Un ours brun. Illustration.
Un ours brun. Illustration. — Valtteri Mulkahainen / Sole / Sipa

SONDAGE

Pyrénées : Six Français sur dix favorables au remplacement des ours tués par l’homme

Nicolas Stival

Selon une étude commandée à l’Ifop par des associations de défense de l’environnement, 59 % des Français se disent pour le remplacement de l’ours tué en Ariège, en juin 2020

  • 59 % des personnes interrogées par l’Ifop se montrent favorables au lâcher d’un ours pour remplacer le mâle tué en Ariège, en juin. 26 % y sont opposés.
  • Publié ce lundi, le sondage a été réalisé avant la mort d’une femelle tuée par un chasseur en Aragon, et l’évolution de l’enquête sur celle du mâle Cachou, empoisonné début avril, également en Espagne.
  • Les associations comptent sur cette étude et sur la législation européenne pour faire pression sur le gouvernement français.

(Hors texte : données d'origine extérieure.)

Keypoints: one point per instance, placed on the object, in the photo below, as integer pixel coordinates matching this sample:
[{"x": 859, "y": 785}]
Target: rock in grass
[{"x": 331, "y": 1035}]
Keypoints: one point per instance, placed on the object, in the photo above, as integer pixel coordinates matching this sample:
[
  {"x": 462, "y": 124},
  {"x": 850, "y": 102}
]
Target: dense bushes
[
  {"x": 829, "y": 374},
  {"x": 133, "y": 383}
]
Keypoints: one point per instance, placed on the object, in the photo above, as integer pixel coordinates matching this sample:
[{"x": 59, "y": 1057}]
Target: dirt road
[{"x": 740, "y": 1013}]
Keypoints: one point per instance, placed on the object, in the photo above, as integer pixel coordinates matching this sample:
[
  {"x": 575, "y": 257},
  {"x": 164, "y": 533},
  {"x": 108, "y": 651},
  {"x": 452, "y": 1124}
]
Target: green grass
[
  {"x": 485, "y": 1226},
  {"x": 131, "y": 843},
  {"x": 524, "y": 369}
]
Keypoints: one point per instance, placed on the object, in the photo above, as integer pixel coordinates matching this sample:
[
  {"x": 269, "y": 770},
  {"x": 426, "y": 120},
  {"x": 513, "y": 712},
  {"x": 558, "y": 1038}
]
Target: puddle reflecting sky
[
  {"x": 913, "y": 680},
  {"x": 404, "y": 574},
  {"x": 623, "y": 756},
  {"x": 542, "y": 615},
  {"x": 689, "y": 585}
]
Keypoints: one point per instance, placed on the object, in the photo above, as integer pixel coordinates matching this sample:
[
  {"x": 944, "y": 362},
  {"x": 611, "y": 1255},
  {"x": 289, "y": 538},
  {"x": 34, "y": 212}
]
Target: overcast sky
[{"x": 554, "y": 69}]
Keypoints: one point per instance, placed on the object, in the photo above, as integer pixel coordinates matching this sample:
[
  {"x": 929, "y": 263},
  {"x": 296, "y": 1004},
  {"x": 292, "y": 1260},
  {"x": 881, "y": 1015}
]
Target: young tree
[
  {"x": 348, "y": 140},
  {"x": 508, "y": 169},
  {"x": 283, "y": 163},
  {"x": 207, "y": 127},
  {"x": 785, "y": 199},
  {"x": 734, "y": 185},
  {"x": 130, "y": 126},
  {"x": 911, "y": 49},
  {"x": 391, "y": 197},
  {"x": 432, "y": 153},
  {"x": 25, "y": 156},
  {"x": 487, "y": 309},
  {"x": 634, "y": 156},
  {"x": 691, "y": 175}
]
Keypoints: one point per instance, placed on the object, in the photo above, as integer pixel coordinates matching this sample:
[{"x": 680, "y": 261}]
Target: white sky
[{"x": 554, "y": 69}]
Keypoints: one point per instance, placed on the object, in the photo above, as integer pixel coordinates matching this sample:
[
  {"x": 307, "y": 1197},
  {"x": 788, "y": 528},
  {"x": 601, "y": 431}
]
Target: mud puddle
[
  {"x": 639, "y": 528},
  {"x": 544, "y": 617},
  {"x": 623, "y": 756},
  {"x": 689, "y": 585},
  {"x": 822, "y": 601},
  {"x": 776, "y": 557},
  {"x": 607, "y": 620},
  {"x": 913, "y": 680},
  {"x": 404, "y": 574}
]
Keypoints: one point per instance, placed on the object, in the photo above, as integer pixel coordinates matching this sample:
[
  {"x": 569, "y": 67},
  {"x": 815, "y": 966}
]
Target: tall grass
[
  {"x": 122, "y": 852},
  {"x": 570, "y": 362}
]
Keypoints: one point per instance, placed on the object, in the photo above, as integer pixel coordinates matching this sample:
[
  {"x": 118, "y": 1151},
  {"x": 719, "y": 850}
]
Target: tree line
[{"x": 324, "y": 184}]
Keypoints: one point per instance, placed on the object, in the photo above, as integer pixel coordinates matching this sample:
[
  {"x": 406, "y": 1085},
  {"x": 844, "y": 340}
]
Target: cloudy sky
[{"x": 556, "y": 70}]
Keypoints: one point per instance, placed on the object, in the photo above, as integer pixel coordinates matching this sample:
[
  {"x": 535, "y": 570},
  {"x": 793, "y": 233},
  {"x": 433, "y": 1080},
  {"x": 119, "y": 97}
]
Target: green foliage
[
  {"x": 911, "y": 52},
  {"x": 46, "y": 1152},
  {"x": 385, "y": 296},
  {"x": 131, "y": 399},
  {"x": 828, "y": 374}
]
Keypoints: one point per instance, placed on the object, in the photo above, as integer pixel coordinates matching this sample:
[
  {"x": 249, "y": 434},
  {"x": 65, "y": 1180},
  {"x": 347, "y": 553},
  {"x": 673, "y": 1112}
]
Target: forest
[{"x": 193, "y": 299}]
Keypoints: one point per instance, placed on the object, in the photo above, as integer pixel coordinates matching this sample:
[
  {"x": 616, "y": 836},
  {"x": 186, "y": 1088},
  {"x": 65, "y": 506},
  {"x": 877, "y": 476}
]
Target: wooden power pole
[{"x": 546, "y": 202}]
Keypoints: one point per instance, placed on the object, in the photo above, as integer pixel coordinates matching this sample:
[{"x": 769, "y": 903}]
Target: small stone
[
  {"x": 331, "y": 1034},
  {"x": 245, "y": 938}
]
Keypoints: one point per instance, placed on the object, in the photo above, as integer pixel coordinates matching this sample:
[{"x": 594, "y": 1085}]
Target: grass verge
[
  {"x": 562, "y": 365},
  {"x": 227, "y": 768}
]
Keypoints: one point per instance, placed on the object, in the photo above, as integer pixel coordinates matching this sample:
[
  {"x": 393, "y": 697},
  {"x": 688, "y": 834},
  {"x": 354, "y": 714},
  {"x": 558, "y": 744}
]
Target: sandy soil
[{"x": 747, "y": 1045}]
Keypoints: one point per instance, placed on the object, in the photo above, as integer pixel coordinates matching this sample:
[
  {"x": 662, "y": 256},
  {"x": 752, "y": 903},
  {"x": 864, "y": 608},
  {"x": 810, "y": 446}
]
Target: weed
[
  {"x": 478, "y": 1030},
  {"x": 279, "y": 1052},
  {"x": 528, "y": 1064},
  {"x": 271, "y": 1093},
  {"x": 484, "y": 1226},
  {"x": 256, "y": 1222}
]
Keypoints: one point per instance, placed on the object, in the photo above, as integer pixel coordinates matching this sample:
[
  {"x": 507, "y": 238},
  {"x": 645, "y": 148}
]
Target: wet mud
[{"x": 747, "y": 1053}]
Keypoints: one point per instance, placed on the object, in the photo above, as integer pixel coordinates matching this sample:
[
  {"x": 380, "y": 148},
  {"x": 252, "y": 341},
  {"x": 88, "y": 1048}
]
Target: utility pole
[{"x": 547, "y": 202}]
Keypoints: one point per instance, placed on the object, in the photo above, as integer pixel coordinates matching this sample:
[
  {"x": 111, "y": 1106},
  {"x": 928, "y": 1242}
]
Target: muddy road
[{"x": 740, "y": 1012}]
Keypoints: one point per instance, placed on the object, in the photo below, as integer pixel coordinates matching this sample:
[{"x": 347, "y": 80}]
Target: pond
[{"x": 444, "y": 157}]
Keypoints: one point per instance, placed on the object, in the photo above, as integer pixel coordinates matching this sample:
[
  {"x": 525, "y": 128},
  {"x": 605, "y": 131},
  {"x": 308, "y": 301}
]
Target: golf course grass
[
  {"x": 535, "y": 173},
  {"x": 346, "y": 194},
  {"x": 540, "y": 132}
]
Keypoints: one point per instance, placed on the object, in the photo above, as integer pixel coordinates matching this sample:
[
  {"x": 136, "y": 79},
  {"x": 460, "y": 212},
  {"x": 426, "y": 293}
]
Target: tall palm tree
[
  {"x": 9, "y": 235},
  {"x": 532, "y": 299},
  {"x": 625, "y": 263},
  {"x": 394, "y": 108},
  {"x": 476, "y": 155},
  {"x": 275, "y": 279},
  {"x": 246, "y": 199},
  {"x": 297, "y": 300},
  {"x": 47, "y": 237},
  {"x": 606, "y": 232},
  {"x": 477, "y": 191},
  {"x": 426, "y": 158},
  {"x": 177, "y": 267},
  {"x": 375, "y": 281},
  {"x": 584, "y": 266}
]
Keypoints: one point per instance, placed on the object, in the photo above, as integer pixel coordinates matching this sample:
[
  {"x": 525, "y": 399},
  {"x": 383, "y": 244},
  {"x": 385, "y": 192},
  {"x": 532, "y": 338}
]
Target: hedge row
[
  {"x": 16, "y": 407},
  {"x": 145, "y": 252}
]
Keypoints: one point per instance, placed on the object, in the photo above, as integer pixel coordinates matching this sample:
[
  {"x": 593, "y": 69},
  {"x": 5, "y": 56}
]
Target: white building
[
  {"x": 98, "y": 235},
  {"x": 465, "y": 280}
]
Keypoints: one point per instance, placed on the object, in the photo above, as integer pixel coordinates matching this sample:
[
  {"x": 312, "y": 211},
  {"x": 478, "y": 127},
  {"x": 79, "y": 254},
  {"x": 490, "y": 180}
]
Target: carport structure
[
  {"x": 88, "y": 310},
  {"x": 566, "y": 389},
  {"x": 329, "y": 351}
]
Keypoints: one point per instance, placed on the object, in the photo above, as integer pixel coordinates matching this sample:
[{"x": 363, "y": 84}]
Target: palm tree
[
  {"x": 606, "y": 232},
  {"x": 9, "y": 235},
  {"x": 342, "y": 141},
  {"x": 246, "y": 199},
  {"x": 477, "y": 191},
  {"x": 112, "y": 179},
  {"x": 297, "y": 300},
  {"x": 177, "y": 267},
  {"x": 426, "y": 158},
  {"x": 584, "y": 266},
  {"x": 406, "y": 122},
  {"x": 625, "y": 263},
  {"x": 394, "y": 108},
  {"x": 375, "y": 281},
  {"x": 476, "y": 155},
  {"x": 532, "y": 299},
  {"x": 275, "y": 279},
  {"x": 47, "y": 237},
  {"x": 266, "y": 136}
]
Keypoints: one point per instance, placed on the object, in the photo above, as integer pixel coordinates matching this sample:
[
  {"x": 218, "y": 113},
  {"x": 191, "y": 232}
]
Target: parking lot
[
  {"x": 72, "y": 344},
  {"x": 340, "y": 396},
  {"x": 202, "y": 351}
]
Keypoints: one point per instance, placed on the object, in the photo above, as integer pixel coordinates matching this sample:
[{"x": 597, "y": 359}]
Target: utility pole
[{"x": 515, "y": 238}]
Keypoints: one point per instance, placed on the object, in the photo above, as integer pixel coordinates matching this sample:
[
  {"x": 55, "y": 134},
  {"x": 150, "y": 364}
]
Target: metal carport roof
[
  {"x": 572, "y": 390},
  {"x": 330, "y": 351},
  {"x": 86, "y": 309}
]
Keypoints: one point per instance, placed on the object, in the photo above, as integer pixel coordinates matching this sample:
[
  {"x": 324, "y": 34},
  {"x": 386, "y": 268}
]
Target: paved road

La boutade est lancée par Alain Reynes, de l'association Pays de l'Ours - Adet : « Le gouvernement peut être rassuré, voilà enfin une mesure populaire, il n’y en a pas beaucoup. » Le directeur de l’organisme pro-plantigrade fait référence au sondage de l’Ifop communiqué ce lundi, selon lequel 59 % des Français se disent favorables au lâcher d’un nouvel ours après la mort d'un animal tué par balles le 9 juin en Ariège.

28 % y sont même « tout à fait favorables » et 31 % « plutôt favorables ». 26 % des sondés se montrent opposés à cette mesure, alors que 15 % affirment « ne pas savoir » quoi répondre. Cette étude, commandée par 14 associations de défense de l’environnement, a été réalisée en ligne les 17 et 18 novembre « auprès d’un échantillon de 1.007 personnes, représentatif de la population française âgée de 18 ans et plus ».

Une autre ourse tuée depuis la réalisation du sondage

Depuis cette date, l’ourse Sarousse a été abattue par un chasseur espagnol en Aragon, et l’enquête sur la mort de Cachou début avril, dans le Val d’Aran, a conduit à la mise en cause de six suspects pour empoisonnement. De quoi jeter un peu plus d’huile sur un débat déjà incandescent.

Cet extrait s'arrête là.